Just four years later, Mueller was on top of the podium at the Atlanta Olympic Games in 1996. The victory was only slightly sweet. As Mueller recounts, “shortly after breaking the Olympic record and winning gold, I thought of my father who did not get to watch it happen live.”

Over time, Mueller realised his favourite memory came in the form of a silver medal at the 2000 Sydney Olympics. “Sharing my Olympic silver medal victory with my family in Australia,” remembers Mueller. “Crying and laughing after rowing in front of the grandstand and recognising people who had known me as a kid and having witnessed me overcoming my greatest challenge in rowing.”

Mueller retired shortly after the 2000 Olympic Games, but he looks back fondly on the time he spent rowing internationally.

“I think back about optimal efficiency, gliding during races and while training on glassy water, during clear rays or foggy winter days. I hear the voices of my coaches, reminding me how to remain efficient, to hit the gold medal standard times at different stroke rates. I loved the endless training sessions that gave me a sense of freedom,” Mueller says.

Since his time training, Mueller says life has changed dramatically. He now lives in California, USA and coaches rowing at Newport Beach and worldwide online. He has married and became the father of four children.

“All the energy I had when I was competitive that was laser focused on moving the 14.5 kg needle I sat on to glide as fast as possible, is now redirected to staying healthy, being there for my family and making others reach their rowing dreams,” says Mueller.
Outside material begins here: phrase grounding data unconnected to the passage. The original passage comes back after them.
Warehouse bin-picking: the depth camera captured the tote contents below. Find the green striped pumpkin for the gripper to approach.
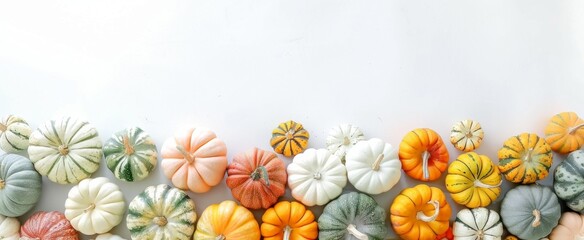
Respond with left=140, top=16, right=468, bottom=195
left=554, top=150, right=584, bottom=213
left=126, top=184, right=197, bottom=239
left=28, top=117, right=103, bottom=184
left=0, top=115, right=32, bottom=153
left=103, top=127, right=158, bottom=182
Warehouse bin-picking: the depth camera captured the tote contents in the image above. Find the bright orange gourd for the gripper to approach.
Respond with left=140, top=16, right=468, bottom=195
left=161, top=128, right=227, bottom=193
left=399, top=128, right=449, bottom=181
left=227, top=148, right=288, bottom=209
left=261, top=201, right=318, bottom=240
left=390, top=184, right=452, bottom=239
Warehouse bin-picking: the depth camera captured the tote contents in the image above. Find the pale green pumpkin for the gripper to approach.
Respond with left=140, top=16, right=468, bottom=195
left=318, top=192, right=387, bottom=240
left=103, top=127, right=158, bottom=182
left=0, top=154, right=42, bottom=217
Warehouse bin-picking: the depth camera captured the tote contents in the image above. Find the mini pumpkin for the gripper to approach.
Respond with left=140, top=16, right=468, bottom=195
left=193, top=201, right=261, bottom=240
left=345, top=138, right=402, bottom=194
left=500, top=185, right=561, bottom=239
left=161, top=128, right=227, bottom=193
left=326, top=124, right=365, bottom=163
left=270, top=120, right=310, bottom=157
left=65, top=177, right=126, bottom=235
left=20, top=211, right=79, bottom=240
left=318, top=192, right=387, bottom=240
left=28, top=117, right=103, bottom=184
left=103, top=127, right=158, bottom=182
left=450, top=120, right=485, bottom=152
left=446, top=152, right=502, bottom=208
left=399, top=128, right=449, bottom=181
left=498, top=133, right=552, bottom=184
left=453, top=207, right=503, bottom=240
left=0, top=154, right=42, bottom=217
left=549, top=212, right=584, bottom=240
left=287, top=148, right=347, bottom=206
left=260, top=201, right=318, bottom=240
left=0, top=115, right=32, bottom=153
left=390, top=184, right=452, bottom=239
left=554, top=150, right=584, bottom=213
left=227, top=148, right=287, bottom=209
left=126, top=184, right=197, bottom=239
left=545, top=112, right=584, bottom=154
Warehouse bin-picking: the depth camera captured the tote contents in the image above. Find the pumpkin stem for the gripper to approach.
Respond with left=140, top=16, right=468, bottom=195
left=122, top=135, right=134, bottom=156
left=422, top=150, right=430, bottom=180
left=347, top=224, right=369, bottom=240
left=371, top=153, right=385, bottom=171
left=250, top=166, right=270, bottom=187
left=531, top=209, right=541, bottom=227
left=416, top=200, right=440, bottom=222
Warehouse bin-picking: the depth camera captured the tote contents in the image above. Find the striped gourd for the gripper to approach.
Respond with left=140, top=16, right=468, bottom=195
left=103, top=127, right=158, bottom=182
left=498, top=133, right=553, bottom=184
left=28, top=117, right=103, bottom=184
left=126, top=184, right=197, bottom=240
left=270, top=120, right=310, bottom=157
left=0, top=115, right=32, bottom=153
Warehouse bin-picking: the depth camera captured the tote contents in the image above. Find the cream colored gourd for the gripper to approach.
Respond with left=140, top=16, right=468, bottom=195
left=65, top=177, right=126, bottom=235
left=345, top=138, right=401, bottom=194
left=287, top=148, right=347, bottom=206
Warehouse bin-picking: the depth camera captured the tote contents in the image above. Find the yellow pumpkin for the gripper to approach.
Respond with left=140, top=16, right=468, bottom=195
left=270, top=120, right=310, bottom=157
left=446, top=152, right=502, bottom=208
left=545, top=112, right=584, bottom=154
left=498, top=133, right=553, bottom=184
left=390, top=184, right=452, bottom=239
left=261, top=201, right=318, bottom=240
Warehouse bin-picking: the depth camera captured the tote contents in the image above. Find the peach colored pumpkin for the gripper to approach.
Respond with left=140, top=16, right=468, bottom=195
left=227, top=148, right=288, bottom=209
left=161, top=128, right=227, bottom=193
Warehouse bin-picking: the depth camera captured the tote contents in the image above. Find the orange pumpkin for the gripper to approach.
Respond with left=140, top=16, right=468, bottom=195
left=161, top=128, right=227, bottom=193
left=227, top=148, right=288, bottom=209
left=399, top=128, right=449, bottom=181
left=390, top=184, right=452, bottom=239
left=261, top=201, right=318, bottom=240
left=545, top=112, right=584, bottom=154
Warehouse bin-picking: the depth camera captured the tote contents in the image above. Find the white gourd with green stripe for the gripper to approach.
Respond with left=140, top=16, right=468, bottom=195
left=28, top=117, right=103, bottom=184
left=103, top=127, right=158, bottom=182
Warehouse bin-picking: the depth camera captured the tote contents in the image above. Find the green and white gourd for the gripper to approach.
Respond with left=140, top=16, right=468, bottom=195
left=0, top=115, right=32, bottom=153
left=318, top=192, right=387, bottom=240
left=0, top=154, right=42, bottom=217
left=28, top=117, right=103, bottom=184
left=103, top=127, right=158, bottom=182
left=554, top=150, right=584, bottom=213
left=452, top=208, right=503, bottom=240
left=126, top=184, right=197, bottom=240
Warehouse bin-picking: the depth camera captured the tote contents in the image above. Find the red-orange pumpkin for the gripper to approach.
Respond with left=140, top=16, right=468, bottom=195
left=227, top=148, right=288, bottom=209
left=20, top=211, right=79, bottom=240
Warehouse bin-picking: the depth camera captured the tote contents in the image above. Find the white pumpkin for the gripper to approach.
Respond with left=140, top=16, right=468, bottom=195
left=65, top=177, right=126, bottom=235
left=287, top=148, right=347, bottom=206
left=345, top=138, right=401, bottom=194
left=452, top=208, right=503, bottom=240
left=326, top=124, right=365, bottom=163
left=0, top=215, right=20, bottom=240
left=28, top=117, right=103, bottom=184
left=0, top=115, right=32, bottom=153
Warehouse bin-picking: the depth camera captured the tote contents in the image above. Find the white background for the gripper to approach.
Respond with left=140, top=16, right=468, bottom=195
left=0, top=0, right=584, bottom=237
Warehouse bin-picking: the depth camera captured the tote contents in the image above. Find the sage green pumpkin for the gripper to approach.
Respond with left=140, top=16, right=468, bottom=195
left=103, top=127, right=158, bottom=182
left=500, top=185, right=561, bottom=239
left=318, top=192, right=387, bottom=240
left=0, top=154, right=42, bottom=217
left=554, top=150, right=584, bottom=213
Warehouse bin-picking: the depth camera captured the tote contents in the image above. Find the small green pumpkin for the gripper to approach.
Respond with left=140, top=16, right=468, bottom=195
left=318, top=192, right=387, bottom=240
left=554, top=150, right=584, bottom=213
left=103, top=127, right=158, bottom=182
left=501, top=185, right=561, bottom=239
left=0, top=154, right=42, bottom=217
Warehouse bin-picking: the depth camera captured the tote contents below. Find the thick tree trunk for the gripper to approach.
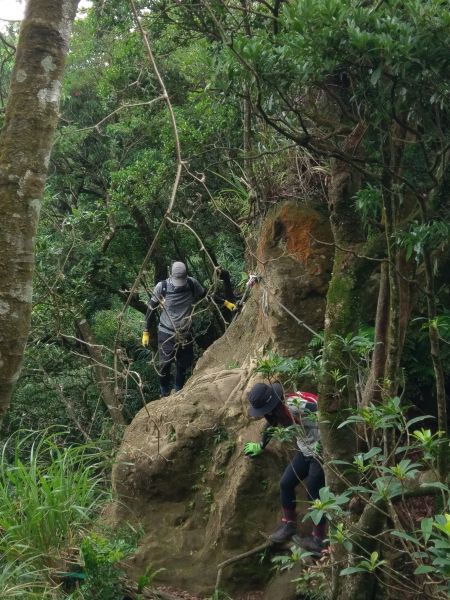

Mueller stays active, rowing mostly on a WaterRower (indoor rowing machine), just to keep healthy. He also swims and uses resistance training. But his real goal is to help young rowers around the world achieve their dreams. He attributes his success to being coached by some of the world’s top coaches. His biggest advice to young rowers is to find the right coaching information.

“Understanding technique and training intensities is what brings an athlete to the highest echelons of competition,” Mueller says.

But Mueller also recognises the need to help the sport and its athletes moving forward.

“Love it or hate it, it is good for the health of our sport that we are not overtaken by corporate money,” he says.

Mueller realises that this can make it difficult for athletes training full-time to have sufficient income.

“Athletes need to have enough income to build a family while they are competitively rowing. At the same time, we need to make sure that another career is built in tandem so that the end of the competitive career does not become an earth-shattering event.”

Looking back to his own retirement from rowing and forward to his future, Mueller acknowledges his family’s support. “My wife has the patience of a saint,” he says. “She is the reason why my kids love being a family.”

And Mueller says he has no regrets. “I am where I am because of the steps I took. I am happy where I am. There is still a lot to do. I go to bed at night and my last thought before I fall asleep is the opportunity the new day has.”